İnsanı Yok Etmediğin Sürece Tiyatroyu Yok Edemezsin…

Aslı Öngören: İnsanı yok etmediğin sürece tiyatroyu yok edemezsin. Bir yolunu bulur. Sanatçı da bir yolunu bulup sözünü söyler. Ama böyle dönemlerde birlikte ve daha güçlü söz söylemek için yalnız sanatçıların değil toplumda sözü olan her kesimden temsilcilerin bir araya gelmesi gerekir. Sanatçıların da, aydınların da bunun çağrıcılığını, öncülüğünü yapması gerekir. Dolayısıyla bizim öncelikli çağrımız onlara. Çünkü biz hep diyoruz; sanat bir tek şey söyler. Bu yüzden büyük bir gücü vardır. İnsana dair temel bir şeyi tarif eder. “Yalnız değilsiniz” der. Çünkü yalnızsan yoksun. Yok olursun. İnsan tek başına olamayan toplumsal bir varlıktır. Ve sanat “yalnız değilsin” dediği sürece güçlüdür ve çok etkilidir. Bugün burada bir müzik üretirim, dünyanın öbür ucunda biri benim varlığımı, aramızdaki bağı fark eder. Öyle etkin bir güçtür ki, politikacının, hiç bir günlük köşe dönmeciliğin, hiç bir kazancın karşılığını veremeyeceği bir güçtür. Bizim bu ülkenin sanatçıları ve aydınları olarak bu gücü yeniden anlamamız ve yeniden doğru kullanmamız gerekiyor. Bunun da yolu üretmek herhalde. Yeniden üretmek. Üretmenin önündeki bütün engellerle mücadele etmek ve birincil meseleyi üretim olarak koymak. Bir geçiş dönemindeyiz. Akla karanın çok karışacağı bir dönemdeyiz. At izinin it izine karıştığı bir dönemdeyiz. Çok tehlikeli bir dönem. Burada tek tek, emin olmasak bile, tutarlı adımlar atmalıyız. Kendime de, arkadaşlarıma da söylediğim bu. Bu tutarlılığı da “üretmek ama üretimin nasılıyla, yani niteliğiyle ilgili bir derdi bir an bile unutmadan üretmek” diye koymak lazım. Sanatçının sorumluluğu gerçeği söylemektir. Görünenin ardındaki gerçeği!
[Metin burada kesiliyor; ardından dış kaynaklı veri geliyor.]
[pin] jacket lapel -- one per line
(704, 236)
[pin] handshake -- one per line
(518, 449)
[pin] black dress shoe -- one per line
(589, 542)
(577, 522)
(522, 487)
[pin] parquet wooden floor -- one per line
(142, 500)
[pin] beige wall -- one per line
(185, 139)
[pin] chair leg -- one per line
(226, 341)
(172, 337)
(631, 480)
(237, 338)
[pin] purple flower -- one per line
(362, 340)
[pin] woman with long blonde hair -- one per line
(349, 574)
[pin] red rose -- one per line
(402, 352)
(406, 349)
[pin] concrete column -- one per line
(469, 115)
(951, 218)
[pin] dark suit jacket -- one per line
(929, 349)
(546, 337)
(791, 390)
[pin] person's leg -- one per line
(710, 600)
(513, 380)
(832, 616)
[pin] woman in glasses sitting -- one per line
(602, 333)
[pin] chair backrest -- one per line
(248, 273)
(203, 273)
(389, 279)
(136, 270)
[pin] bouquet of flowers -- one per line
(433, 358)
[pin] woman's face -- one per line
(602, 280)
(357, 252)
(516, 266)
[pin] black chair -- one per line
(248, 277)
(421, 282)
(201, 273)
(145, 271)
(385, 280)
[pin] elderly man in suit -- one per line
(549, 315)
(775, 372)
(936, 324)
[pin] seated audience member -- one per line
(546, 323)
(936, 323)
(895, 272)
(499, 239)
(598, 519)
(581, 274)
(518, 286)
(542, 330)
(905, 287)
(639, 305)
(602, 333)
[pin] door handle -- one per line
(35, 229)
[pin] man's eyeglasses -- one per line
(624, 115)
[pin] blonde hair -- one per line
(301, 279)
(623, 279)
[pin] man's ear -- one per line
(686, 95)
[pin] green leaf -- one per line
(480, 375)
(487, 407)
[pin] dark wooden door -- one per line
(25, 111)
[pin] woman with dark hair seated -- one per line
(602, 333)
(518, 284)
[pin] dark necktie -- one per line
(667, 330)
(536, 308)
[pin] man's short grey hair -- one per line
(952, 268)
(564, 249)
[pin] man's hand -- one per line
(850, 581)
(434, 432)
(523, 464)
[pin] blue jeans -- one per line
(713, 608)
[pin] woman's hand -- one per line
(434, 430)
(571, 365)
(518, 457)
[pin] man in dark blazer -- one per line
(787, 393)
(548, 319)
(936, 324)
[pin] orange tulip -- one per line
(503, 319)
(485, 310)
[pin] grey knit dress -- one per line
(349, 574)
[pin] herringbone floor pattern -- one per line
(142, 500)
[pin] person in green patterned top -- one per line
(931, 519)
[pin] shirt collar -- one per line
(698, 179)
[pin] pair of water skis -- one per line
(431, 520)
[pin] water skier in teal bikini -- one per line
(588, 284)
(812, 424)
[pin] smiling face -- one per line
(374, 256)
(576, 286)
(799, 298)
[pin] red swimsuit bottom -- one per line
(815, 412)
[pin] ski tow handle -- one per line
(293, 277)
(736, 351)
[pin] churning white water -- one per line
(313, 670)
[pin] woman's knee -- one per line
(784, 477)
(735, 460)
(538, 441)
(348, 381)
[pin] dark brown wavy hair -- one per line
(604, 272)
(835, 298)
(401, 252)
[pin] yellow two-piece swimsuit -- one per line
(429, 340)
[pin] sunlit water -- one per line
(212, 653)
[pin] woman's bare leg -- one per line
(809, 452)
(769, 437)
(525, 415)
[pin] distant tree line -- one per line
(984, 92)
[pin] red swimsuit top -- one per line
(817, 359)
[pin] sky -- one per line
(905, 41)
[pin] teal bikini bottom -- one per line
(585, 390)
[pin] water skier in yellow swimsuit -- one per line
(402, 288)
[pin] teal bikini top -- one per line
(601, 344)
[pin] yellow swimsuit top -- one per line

Şu anda ödenekli kurumlarda örgütler var. Tabi bunlar yeterince aktif, toparlayıcı, çağrıcı ve başı çekici bir şekilde davranamıyorlar. Birlikte davranamazlarsa, bu demektir ki gerçekten örgütlü bir davranışa hazır değil bu kurumlardaki sanatçılar. Bu durumda ne kalır geriye? Birbirini anlayan gruplar halinde, küçük gruplar halinde davranacaklar. İşte orada ölçü, seyirciye biz sahne üzerinde ne diyoruz derdimizi nasıl anlatıyoruz gibi niteliğin tartışıldığı üretimler olursa, en azından bu geçiş dönemini sağlıklı geçirebiliriz diye düşünüyorum. Küsmek, geri çekilmek, üretimden vazgeçmek, durup beklemek büyük korkaklıktır bu süreçte. Tabi üretimin yeriyle ilgili bir tarifte bulunmuyorum yalnız, ona dikkatinizi çekerim. Heryerde üretilebilir. İnadına üretmek gerekir. İnadına gerçeği söylemek! Her korkan kaçmaz ama her kaçan korkaktır ya hani. Başka türlü katiyen tarif edilemez. Yani,  dediğim gibi mesele “nasıl”da. Peki siz neler düşünüyorsunuz olan biten hakkında?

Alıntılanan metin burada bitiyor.